Par jugement du 10 juin 2022, le tribunal du travail considère que l’intéressé ne remplissait pas la condition d’âge pour prétendre à une pension de survie, qu’il remplissait par contre les conditions de l’allocation de transition et qu’il ne rentrait pas dans une des situations qui obligeaient le SFP à examiner d’office son droit à celle-ci.

Il relève en outre que la demande a été introduite plus de 12 mois après le décès et qu’il ne peut tout au plus prétendre qu’au solde de cette allocation, sans effet rétroactif.

La durée d’octroi étant cependant limitée à 24 mois (devenue 48 mois à partir du 1er octobre 2021), le tribunal ordonne la réouverture des débats sur la question de l’application immédiate de la modification légale.

Le tribunal vide sa saisine par jugement du 27 janvier 2023, dans lequel il annule la décision administrative de refus de l’allocation pour défaut de motivation et se substitue à celle-ci. Il condamne le SFP à verser l’allocation pour la période de décembre 2021 à septembre 2022. Il admet ainsi que la durée de l’allocation est de 48 mois, la demande ayant été introduite après l’entrée en vigueur de la nouvelle réglementation, de telle sorte que la loi nouvelle doit s’appliquer.

Le SFP interjette appel.

Position des parties devant la cour

Pour le SFP, la décision administrative ne doit pas être annulée, car elle respecte l’obligation de motivation formelle. Il précise notamment que la décision ne pouvait expliquer la raison pour laquelle il n’était pas fait application de la modification légale intervenue avec effet au 1er octobre 2021, dans la mesure où elle a été prévue par la loi-programme du 27 décembre 2021, postérieure à la décision administrative. Au moment où la demande a été adressée, l’intéressé n’avait pas droit à une allocation de transition. Le SFP fait également d’autres griefs au jugement, étant notamment de ne pas avoir respecté l’article 111 de la loi-programme, qui prévoit un régime transitoire.

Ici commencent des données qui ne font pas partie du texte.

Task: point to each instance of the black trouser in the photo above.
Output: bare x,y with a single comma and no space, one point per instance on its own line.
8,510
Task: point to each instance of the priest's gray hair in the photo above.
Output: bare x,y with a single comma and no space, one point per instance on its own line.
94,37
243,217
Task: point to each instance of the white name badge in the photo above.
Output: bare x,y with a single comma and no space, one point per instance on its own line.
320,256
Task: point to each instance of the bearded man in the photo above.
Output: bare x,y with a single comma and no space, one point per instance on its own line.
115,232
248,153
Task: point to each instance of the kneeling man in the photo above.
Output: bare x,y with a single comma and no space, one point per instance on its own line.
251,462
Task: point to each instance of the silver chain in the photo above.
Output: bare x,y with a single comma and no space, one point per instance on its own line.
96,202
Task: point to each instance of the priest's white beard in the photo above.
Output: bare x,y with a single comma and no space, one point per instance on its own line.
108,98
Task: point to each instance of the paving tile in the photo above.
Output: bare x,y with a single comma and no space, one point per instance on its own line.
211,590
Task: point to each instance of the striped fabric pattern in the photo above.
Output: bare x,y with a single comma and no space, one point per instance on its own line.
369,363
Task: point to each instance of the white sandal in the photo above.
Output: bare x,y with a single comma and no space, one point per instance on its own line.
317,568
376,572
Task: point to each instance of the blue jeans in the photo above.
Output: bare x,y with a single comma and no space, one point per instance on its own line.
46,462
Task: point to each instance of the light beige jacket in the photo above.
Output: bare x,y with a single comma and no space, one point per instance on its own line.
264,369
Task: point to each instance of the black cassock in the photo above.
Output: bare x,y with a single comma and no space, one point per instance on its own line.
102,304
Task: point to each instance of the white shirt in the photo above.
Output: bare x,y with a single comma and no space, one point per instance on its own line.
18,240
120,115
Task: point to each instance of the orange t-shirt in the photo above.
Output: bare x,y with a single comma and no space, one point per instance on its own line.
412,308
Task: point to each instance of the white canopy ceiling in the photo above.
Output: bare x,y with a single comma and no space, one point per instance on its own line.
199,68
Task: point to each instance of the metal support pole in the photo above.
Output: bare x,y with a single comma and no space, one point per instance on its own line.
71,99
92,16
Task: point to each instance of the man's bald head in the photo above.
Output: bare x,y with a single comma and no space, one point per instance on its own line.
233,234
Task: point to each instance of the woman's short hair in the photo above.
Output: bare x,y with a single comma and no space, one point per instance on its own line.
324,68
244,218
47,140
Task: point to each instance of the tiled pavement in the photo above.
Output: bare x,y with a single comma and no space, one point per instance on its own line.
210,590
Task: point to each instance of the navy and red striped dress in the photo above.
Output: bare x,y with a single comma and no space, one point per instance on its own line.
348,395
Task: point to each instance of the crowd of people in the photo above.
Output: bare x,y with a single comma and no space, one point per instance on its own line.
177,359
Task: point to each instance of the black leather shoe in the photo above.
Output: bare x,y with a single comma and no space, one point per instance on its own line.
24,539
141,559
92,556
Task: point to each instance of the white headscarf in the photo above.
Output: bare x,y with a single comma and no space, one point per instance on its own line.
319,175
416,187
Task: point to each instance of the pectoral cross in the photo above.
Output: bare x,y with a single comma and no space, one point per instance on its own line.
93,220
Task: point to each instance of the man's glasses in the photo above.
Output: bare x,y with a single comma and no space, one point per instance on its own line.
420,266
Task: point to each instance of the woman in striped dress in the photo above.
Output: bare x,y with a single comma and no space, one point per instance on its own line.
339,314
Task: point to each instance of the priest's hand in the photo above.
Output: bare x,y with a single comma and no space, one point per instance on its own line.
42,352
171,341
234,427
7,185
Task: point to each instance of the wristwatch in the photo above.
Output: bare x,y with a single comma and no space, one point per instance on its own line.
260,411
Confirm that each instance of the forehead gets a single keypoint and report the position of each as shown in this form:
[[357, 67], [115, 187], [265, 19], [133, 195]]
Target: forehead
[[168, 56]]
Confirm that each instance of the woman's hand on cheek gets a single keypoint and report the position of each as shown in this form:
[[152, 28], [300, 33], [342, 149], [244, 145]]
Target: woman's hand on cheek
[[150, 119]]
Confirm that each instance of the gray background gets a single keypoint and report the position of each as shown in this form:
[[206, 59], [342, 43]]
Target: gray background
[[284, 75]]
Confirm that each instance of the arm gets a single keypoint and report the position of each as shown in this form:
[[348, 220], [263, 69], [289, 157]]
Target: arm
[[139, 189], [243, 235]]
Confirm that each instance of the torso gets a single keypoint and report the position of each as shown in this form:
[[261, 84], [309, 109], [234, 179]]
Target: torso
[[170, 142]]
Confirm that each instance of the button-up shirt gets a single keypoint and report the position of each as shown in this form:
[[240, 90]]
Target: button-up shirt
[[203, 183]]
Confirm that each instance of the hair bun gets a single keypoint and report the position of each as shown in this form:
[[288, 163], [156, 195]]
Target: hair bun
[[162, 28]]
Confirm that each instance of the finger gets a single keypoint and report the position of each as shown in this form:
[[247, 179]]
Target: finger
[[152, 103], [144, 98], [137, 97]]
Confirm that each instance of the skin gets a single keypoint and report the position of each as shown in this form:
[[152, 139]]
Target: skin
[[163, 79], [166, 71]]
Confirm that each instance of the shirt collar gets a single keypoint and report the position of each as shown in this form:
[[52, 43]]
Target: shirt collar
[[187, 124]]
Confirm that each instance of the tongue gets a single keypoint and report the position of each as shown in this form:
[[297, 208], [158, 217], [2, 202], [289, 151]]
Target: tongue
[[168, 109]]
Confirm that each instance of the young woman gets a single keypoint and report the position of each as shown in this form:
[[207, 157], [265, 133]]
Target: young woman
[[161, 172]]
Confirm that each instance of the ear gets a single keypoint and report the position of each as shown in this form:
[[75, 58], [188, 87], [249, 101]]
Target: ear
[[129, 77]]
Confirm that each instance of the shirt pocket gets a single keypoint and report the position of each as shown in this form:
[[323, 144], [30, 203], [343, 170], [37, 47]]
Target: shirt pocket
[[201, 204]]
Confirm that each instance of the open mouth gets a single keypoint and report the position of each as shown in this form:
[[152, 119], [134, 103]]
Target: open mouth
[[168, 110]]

Quant à l’intimé, il fait défaut et la cour constate que par un courrier adressé au greffe, il semble solliciter la confirmation du jugement.

La décision de la cour

La cour reprend la question de la motivation de la décision administrative, considérant que celle-ci n’est pas parfaite mais qu’elle ne peut être qualifiée d’inexistante. Elle conclut qu’il n’y a pas lieu de l’annuler.

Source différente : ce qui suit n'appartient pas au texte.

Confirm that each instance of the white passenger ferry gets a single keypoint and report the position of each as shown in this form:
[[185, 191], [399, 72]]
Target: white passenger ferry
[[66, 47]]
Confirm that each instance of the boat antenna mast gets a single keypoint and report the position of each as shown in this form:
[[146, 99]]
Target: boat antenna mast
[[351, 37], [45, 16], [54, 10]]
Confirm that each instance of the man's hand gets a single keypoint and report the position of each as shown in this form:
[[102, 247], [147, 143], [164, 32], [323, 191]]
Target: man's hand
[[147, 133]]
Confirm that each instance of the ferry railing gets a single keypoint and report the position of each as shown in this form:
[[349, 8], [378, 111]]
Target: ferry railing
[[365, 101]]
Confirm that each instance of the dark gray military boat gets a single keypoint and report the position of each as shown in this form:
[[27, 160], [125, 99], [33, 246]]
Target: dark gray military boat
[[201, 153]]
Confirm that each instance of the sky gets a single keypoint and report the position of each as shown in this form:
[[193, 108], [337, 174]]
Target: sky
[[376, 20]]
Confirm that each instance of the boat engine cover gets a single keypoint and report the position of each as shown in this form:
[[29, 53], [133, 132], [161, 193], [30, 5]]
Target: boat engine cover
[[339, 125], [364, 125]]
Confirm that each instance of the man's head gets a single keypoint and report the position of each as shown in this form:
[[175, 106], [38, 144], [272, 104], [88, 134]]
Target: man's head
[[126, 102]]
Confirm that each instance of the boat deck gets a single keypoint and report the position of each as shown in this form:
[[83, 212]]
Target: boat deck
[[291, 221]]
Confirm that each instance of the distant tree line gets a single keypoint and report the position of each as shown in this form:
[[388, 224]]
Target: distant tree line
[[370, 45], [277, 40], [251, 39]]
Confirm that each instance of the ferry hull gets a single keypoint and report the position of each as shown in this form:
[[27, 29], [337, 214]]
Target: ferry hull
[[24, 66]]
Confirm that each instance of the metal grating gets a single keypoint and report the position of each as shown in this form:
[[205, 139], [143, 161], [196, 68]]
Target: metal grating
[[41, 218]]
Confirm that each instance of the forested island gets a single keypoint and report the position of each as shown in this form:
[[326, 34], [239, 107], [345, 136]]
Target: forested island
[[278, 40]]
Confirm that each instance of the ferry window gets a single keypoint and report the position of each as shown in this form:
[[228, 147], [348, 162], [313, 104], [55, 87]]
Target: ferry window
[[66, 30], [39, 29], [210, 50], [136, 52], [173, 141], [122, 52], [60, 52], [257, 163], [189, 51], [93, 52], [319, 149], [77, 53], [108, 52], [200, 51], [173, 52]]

Elle examine ensuite le droit de l’intéressé au paiement de l’allocation de transition.

Celle-ci figure à l’article 21bis de l’arrêté royal n° 50 du 24 octobre 1967 relatif à la pension de retraite et de survie des travailleurs salariés. Le droit à cette allocation se substitue à la pension du conjoint survivant si celui-ci au moment du décès n’a pas atteint un certain âge et à la condition qu’il ait été marié depuis au moins un an avec le travailleur décédé. En l’espèce, la condition d’âge est remplie ainsi que celle de la durée du mariage.

L’arrêté royal du 21 décembre 1967 portant règlement général du régime de pension de retraite et de survie des travailleurs salariés dispose que cette allocation de transition doit faire l’objet d’une demande. Pour autant qu’elle soit introduite dans les 12 mois après le décès, elle prendra cours le premier jour du mois au cours duquel celui-ci est intervenu si le conjoint décédé ne bénéficiait pas encore à son décès d’une pension et le premier jour du mois suivant si tel était le cas.

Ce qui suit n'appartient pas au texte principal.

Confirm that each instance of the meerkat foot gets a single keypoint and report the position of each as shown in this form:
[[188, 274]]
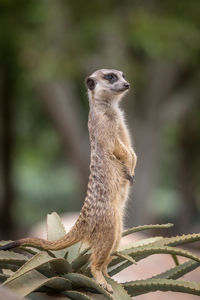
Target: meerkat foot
[[98, 276], [105, 272], [107, 287]]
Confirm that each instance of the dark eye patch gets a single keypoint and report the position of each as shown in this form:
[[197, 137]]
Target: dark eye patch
[[111, 77]]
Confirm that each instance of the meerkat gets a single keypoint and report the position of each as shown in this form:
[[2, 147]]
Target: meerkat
[[112, 169]]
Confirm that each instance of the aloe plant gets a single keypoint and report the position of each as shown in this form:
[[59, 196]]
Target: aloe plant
[[66, 273]]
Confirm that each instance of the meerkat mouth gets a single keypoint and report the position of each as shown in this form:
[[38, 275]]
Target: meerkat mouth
[[124, 89]]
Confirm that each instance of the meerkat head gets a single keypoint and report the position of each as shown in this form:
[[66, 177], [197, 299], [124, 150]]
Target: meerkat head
[[106, 85]]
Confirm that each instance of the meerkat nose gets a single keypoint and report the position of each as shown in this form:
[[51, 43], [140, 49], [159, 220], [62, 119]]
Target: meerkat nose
[[126, 85]]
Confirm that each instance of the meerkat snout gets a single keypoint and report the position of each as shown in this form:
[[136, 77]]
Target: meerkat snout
[[126, 85], [106, 84]]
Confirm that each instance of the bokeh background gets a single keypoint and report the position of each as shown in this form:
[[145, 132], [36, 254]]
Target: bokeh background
[[47, 48]]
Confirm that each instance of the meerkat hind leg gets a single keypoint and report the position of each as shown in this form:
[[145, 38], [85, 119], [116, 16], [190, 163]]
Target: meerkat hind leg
[[101, 256], [115, 247]]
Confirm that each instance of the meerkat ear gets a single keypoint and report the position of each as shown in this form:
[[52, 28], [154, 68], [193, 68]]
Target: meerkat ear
[[90, 83]]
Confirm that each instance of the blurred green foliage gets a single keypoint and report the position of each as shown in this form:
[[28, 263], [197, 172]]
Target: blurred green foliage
[[42, 41]]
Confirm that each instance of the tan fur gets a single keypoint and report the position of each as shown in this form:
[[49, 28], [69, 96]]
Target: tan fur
[[112, 158]]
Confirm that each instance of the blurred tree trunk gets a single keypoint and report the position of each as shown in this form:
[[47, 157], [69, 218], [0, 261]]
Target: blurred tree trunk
[[146, 127], [60, 102], [6, 143], [186, 175]]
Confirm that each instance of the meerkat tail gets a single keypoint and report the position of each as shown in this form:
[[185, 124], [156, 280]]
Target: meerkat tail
[[72, 237]]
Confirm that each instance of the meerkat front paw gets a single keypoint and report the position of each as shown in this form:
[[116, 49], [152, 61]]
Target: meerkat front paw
[[128, 175], [107, 287]]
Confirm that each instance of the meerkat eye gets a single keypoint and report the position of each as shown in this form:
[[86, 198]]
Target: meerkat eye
[[111, 77]]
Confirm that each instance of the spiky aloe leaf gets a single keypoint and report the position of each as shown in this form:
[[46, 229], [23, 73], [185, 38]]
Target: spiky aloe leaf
[[80, 261], [146, 227], [178, 240], [77, 295], [125, 257], [81, 281], [178, 271], [119, 292], [138, 287], [11, 260], [43, 296], [146, 241], [119, 263], [8, 294], [37, 261], [33, 280], [55, 231], [3, 277]]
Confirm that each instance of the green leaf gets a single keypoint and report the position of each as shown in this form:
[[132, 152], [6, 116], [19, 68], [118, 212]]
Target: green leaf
[[11, 260], [10, 256], [175, 259], [73, 252], [43, 296], [81, 281], [178, 271], [138, 253], [77, 295], [60, 265], [33, 280], [55, 231], [146, 241], [8, 294], [119, 292], [80, 261], [139, 287], [3, 277], [145, 227], [126, 257]]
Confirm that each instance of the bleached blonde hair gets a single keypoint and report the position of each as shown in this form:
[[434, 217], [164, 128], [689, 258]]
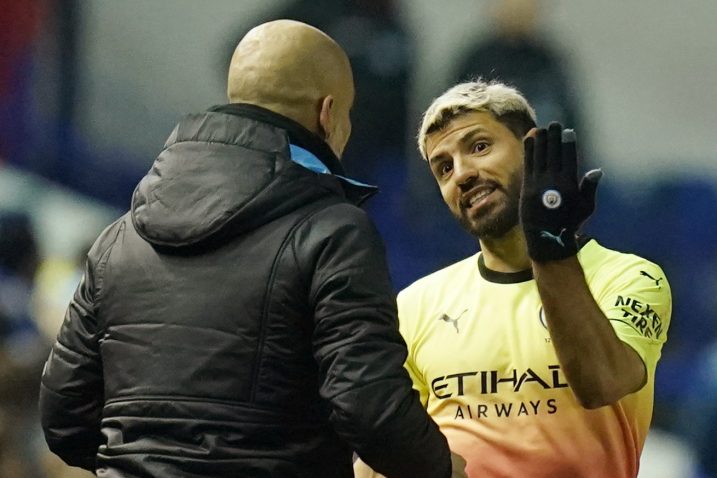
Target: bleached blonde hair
[[504, 102]]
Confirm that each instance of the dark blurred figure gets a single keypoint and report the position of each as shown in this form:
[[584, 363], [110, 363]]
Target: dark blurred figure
[[515, 53], [239, 319], [19, 24], [22, 349], [381, 53]]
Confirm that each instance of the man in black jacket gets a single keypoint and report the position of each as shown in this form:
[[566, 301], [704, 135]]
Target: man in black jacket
[[239, 321]]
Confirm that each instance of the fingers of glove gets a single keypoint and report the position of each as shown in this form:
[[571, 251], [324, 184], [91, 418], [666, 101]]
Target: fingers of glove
[[570, 153], [588, 187], [528, 161], [540, 161], [589, 183], [554, 146]]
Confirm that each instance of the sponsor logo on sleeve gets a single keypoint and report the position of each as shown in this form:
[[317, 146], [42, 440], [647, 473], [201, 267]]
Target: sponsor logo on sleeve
[[641, 316]]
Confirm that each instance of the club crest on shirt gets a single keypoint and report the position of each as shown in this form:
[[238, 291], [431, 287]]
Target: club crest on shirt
[[448, 319], [541, 316]]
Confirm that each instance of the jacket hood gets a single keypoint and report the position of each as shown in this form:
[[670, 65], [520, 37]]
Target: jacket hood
[[224, 173]]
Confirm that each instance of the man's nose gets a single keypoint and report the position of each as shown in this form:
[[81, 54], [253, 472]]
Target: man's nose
[[465, 172]]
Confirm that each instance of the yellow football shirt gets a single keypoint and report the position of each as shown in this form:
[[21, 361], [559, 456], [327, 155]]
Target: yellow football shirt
[[482, 360]]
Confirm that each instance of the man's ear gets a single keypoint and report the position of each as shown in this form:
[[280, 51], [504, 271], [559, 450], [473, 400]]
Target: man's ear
[[326, 116]]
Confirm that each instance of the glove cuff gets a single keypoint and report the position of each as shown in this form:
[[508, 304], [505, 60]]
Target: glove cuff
[[545, 245]]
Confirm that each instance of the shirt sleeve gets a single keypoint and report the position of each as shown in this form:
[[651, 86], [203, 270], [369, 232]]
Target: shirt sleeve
[[408, 317], [636, 298]]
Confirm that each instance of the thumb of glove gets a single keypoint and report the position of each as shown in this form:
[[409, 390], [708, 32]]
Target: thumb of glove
[[588, 188]]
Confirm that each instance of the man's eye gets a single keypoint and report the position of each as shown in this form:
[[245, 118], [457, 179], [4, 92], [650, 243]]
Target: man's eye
[[480, 146]]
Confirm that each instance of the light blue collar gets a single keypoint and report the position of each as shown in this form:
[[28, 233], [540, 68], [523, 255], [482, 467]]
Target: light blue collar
[[309, 160]]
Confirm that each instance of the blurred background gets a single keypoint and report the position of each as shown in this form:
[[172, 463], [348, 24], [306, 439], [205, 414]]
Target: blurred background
[[89, 91]]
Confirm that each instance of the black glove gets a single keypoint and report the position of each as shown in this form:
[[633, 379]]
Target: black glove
[[552, 204]]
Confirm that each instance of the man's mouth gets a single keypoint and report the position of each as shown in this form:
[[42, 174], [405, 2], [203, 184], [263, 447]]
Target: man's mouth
[[477, 197]]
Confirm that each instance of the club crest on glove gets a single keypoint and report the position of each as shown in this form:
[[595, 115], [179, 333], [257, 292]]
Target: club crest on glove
[[552, 199]]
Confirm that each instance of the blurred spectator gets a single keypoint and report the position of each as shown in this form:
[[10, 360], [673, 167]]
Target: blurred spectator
[[514, 52], [381, 53], [667, 455], [22, 349]]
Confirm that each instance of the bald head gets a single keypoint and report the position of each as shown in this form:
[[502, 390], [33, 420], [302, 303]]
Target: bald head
[[297, 71]]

Dans les autres hypothèses, elle prend cours au plus tôt le premier jour du mois qui suit la demande et sera versée pour la durée prévue par la loi, celle-ci étant calculée à partir de la date à laquelle l’allocation aurait pris cours si la demande avait été introduite dans les 12 mois. Si, au moment du décès, un enfant était à charge et que l’épouse percevait les allocations familiales pour lui, cette durée est de 24 mois (article 21ter, § 1er, 2°, de l’arrêté royal n° 50).

Elle a été portée à 48 mois mais avec des conditions modifiées, étant précisé que l’enfant à charge ne doit pas avoir atteint l’âge de 13 ans au cours de l’année civile du décès, modification introduite par l’article 109 de la loi-programme du 27 décembre 2021, l’article 21ter de l’arrêté royal n° 50 ayant ainsi été modifié. Des dispositions transitoires ont été prévues.

Dans l’hypothèse où le décès est intervenu avant le 1er octobre 2021 et que la période expire après cette date, la durée est prolongée, selon certaines modalités, diverses hypothèses étant retenues, reprenant essentiellement des conditions liées à la qualité d’enfant à charge.

La cour reprend les travaux préparatoires (Doc. Parl., Ch. Repr., Projet de loi-programme, Rapport fait au nom de la Commission des affaires sociales, de l’emploi et des pensions, doc. 55–2349/0 11), soulignant que les bénéficiaires qui recevaient encore une allocation de transition au 1er octobre 2021 ont également droit à une prolongation.

La cour reprend également l’arrêt de la Cour constitutionnelle du 29 septembre 2022 (n° 117/2022), qui a dit pour droit que la limitation à 24 mois de la durée de la période d’octroi de l’allocation de transition temporaire indépendamment de l’âge de l’enfant entraînait une violation des articles 10 et 11 de la Constitution, lus en combinaison ou non avec les principes de la confiance légitime et de la sécurité juridique. La Cour a relevé que les dispositions affectaient en particulier les femmes ayant un ou plusieurs enfants à charge qui n’étaient pas, préalablement au décès du conjoint, actives sur le marché de l’emploi ou ne l’étaient que de manière partielle.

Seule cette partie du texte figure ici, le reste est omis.